Editorial – Tomorrow’s news made today

Jeff Burgar

How does one decide what to put in a time capsule?

A few days ago, about 150 (a fitting number, it being Canada’s 150th anniversary) watched excitedly as the High Prairie time capsule, was cracked open. The actually time capsule was in a small lead box that had to be broken open. This was after about three hours of previous work breaking apart the cement that was poured around the box.

Inside were newspapers from the day, both black and white and colour photos, brochures about the region, a letter from then mayor Terry Anderson addressed to whomever might be the current mayor, a town map, and knick knacks and things from 1967.

And, it being only fifty years since the capsule was buried, there were many people attending who were around who were there back then, and who were there when it was opened. For them, and everybody else gathered, it was indeed exciting to be part of history being made five decades apart.

Maybe that’s the best part of putting away a time capsule. And the best part of when it is opened.
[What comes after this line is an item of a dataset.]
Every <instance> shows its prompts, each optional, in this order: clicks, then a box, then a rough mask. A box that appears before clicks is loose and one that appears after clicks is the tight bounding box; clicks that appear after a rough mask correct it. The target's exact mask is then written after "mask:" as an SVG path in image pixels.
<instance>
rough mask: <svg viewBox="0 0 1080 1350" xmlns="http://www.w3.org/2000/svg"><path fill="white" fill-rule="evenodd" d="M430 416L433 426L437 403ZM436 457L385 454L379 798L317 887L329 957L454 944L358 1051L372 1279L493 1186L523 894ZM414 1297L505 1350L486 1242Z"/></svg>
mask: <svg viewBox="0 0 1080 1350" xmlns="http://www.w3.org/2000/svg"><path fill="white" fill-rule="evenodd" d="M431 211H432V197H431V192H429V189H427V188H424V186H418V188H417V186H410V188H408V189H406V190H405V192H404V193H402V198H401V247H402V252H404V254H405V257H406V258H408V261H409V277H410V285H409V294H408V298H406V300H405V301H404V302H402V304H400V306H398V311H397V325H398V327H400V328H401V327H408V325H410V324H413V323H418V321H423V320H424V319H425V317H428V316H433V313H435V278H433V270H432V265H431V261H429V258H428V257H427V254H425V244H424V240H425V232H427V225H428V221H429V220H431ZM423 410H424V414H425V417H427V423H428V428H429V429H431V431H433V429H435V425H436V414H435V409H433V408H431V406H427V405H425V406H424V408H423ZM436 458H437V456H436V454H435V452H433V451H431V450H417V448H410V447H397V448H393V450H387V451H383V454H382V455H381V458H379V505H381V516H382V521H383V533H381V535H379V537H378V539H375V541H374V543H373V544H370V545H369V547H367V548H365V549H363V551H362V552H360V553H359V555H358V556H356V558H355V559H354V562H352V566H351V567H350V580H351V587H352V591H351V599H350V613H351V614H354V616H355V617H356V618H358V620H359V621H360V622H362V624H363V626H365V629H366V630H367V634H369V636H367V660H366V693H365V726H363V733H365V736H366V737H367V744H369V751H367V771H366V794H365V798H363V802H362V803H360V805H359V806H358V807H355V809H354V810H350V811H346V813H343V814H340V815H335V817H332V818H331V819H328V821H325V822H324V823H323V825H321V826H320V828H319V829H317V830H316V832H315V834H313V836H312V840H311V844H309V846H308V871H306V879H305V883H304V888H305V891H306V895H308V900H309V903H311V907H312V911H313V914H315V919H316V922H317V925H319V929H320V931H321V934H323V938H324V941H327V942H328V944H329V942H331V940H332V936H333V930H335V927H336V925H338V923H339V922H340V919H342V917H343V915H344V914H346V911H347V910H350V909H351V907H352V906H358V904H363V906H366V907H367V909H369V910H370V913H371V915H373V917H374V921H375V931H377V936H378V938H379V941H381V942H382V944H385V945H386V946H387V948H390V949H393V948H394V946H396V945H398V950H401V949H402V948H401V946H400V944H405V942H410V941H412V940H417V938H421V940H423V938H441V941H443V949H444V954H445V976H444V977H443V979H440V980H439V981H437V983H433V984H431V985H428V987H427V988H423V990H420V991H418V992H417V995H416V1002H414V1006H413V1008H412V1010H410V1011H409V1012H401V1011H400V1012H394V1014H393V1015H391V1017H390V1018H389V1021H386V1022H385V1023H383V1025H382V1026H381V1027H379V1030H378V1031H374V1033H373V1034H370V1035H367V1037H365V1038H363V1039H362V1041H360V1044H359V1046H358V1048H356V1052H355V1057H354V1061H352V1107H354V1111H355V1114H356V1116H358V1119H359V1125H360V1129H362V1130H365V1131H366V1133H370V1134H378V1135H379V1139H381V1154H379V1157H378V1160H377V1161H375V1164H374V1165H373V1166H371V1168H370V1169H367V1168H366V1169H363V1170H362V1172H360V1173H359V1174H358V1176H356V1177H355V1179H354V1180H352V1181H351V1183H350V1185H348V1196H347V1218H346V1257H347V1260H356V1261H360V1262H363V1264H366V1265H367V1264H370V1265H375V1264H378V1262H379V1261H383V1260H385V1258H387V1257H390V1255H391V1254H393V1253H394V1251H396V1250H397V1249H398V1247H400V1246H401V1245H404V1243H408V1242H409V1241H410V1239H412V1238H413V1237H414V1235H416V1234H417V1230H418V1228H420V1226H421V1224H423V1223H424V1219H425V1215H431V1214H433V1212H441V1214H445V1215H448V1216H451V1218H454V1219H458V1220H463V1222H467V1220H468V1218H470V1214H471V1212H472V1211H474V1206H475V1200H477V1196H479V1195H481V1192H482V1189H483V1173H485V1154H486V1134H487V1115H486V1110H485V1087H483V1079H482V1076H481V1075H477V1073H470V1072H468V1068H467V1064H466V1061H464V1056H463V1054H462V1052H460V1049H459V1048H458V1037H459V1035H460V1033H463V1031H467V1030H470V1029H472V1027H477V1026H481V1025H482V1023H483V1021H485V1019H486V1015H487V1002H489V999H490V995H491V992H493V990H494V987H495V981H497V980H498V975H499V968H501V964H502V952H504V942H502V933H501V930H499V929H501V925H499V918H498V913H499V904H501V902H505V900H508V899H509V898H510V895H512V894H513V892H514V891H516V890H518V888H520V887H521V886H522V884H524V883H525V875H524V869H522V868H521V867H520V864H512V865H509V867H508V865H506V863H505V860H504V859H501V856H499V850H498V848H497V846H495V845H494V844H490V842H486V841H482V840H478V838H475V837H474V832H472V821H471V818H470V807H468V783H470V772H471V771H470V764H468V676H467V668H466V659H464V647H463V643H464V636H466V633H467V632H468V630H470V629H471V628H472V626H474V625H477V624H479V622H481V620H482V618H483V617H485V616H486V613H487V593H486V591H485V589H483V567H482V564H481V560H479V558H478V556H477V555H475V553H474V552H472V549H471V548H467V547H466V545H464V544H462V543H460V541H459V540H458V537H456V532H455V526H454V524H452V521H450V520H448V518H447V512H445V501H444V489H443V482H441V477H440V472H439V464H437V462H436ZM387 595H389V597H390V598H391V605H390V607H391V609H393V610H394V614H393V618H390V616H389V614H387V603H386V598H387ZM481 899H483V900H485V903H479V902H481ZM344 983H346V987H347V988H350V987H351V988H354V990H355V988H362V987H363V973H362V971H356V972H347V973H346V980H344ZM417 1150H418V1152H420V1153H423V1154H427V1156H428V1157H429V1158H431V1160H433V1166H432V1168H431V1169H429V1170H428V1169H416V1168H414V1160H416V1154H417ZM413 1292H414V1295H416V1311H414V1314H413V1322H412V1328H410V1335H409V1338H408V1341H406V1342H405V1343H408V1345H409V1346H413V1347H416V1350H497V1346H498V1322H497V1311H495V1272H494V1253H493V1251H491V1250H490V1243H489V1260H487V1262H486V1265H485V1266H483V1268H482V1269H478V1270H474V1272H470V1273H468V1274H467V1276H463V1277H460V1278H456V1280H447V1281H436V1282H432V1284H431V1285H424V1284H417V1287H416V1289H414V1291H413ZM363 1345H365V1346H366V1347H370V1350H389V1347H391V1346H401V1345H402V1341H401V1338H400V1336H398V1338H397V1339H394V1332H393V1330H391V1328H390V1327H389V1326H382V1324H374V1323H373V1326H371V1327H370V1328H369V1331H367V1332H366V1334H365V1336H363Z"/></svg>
It isn’t so much what is in a time capsule, its the feeling one is a part of history being made.

It could be said that time capsules are put away with the hope that in future years, there will be people to open them. There will be a civilization to appreciate the thoughts that went into the capsule. And if not a future civilization that has advanced, perhaps still people who might look back at the contents as coming from a better time worth striving for. For those at the opening, it actually symbolizes yes indeed, we are still here. We made it! And yes, our community, including what were children back then, and many of the buildings and institutions, have survived.

So it could be argued, time capsules are not really buried with optimism, as a message from the past. If that were the case, why not just fill up some boxes with memorabilia of the day, and all kinds of messages from the current gaggle of mucky mucks? In fact, we do that already. Not so much the messages, but we have huge boxes. We call them museums.

In High Prairie’s case, it’s a quaint irony the time capsule was buried as part of the celebrations of a new library, but also a museum. So in a sense, the folk of the day could be said to be expecting the building and contents might be gone, but the capsule would be preserved. After all, if one wants to read a newspaper from 1967, both the museum and existing newspaper have copies from back then. If one wants photos, they abound. And so it goes. Yet, it was still very, very exciting for everybody.

The next capsule? Probably, if one thinks this through, there will be items that might not exist in the future. Real money. Diamonds and gold perhaps. Or a lump of coal. A manual for a gasoline motor. In fact, all things that would find a home in a museum or its store rooms. And of course, messages. We think from youngsters would be the best. And if worse did come to worse? Seeds? Instruction manuals? How to build something? As is often said, you never know when you might need one of these. Even 50 years from now.